There's one in particular that shocked me. There I am, holding Tobes and smiling. I look happy but completely and utterly shattered. There are big dark circles under my eyes, my lips are pale and flaky. Of course, I'm not wearing any make-up at all. My roots are over an inch long and my hair needs a wash. I'm wearing one of J's tops which doesn't fit me. I look like the survivor of some kind of disaster. Shell-shocked but happy to be alive. Then I looked at Tobes in the photo. He's fast asleep and looks so clean and satisfied. He's wearing a perfectly clean white Tshirt and is wrapped in a little blanket. He's all pink and healthy and content.

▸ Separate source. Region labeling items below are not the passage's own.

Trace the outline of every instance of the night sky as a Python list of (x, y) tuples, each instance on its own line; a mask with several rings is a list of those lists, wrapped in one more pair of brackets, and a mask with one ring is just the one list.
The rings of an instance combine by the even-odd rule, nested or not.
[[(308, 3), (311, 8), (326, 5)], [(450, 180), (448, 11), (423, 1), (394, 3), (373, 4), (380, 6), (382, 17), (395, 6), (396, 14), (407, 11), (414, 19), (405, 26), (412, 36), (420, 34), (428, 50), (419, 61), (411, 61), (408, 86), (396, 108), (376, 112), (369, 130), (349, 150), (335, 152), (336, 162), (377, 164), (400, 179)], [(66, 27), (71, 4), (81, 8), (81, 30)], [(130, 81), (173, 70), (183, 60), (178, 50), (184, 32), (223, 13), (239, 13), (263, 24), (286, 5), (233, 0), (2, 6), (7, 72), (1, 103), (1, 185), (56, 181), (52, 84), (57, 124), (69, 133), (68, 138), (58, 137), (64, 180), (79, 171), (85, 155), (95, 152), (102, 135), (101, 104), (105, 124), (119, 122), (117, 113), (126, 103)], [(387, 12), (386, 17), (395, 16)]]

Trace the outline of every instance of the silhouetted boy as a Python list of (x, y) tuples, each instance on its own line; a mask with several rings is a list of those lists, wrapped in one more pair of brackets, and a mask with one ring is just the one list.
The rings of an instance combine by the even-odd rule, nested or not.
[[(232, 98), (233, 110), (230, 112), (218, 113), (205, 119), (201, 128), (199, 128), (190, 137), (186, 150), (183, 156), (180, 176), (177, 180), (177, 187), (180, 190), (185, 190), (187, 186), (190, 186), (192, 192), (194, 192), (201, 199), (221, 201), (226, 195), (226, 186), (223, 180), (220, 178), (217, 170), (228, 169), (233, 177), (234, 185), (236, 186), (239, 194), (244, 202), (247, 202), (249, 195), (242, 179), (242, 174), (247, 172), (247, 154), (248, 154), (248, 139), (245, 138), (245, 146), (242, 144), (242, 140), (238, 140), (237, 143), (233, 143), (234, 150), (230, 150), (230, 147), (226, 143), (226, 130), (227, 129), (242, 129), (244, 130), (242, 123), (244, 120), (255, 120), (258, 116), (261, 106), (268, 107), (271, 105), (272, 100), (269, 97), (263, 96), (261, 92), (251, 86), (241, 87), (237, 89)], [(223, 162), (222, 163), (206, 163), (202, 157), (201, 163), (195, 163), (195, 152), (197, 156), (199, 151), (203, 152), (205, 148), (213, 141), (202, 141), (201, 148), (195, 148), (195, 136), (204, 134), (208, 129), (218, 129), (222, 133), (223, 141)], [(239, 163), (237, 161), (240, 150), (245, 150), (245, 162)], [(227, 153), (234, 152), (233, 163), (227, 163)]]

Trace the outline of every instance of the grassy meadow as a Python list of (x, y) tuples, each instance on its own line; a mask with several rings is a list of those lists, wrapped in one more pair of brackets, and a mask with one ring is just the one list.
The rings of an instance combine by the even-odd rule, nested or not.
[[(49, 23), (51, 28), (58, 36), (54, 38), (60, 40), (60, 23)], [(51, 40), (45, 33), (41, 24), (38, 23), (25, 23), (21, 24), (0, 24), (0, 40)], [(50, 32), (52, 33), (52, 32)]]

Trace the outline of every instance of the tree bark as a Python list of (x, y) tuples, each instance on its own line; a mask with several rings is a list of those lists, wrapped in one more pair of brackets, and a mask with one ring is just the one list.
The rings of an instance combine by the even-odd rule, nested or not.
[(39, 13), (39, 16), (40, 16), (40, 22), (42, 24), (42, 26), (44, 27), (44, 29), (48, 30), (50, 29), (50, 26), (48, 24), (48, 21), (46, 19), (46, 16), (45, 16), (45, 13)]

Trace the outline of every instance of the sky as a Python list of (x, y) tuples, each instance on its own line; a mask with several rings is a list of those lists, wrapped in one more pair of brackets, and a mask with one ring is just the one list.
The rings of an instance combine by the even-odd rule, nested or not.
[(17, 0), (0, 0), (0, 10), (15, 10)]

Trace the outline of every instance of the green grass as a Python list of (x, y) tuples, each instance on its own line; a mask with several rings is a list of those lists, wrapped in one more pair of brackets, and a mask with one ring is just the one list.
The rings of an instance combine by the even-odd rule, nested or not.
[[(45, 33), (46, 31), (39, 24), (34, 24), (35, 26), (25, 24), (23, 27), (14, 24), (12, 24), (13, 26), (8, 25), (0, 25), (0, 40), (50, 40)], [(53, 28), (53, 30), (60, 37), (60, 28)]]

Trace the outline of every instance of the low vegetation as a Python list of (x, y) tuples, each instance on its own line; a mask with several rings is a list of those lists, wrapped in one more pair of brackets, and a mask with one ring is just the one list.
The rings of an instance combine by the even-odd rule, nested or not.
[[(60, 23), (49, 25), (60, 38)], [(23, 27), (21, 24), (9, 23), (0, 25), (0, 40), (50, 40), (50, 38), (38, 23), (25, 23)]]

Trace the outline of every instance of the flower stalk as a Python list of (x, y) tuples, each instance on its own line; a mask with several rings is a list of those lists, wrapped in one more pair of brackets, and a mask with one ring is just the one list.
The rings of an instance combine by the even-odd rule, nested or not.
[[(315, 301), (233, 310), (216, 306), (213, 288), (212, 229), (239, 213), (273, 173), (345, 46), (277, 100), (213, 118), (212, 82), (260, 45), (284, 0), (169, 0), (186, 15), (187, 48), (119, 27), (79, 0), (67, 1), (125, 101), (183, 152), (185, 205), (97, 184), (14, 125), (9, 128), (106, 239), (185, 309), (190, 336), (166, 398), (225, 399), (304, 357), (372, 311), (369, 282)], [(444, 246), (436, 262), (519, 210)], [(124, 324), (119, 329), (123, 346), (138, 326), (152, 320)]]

I also remember something that I read just before Tobes was born. It kept running through my mind during those first few weeks. It was an article about torture techniques used in war. The first thing that torturers do is keep the prisoner awake so they have serious sleep deprivation. This induces a form of psychosis. Then they make constant, repetitive demands of the prisoner in order to wear them down and play regular high-pitched sounds which affect the prisoner's central nervous system. As I did my fifth load of laundry or washed my thousandth bottle in a day, leaning over the machine or sink because I was too exhausted to stand upright as Tobes (who was usually in his sling on my chest) screamed in my ear I often thought of those prisoners of war and mentally raised a hand in recognition of their sufferering.
The funny thing is that here I am, about to do it all again and this time with a three year old in tow too. Perhaps the sleep deprived psychosis hasn't worn off yet or perhaps it's just that look of plump sleepy satisfaction on Toby's newborn face that makes it all worth while.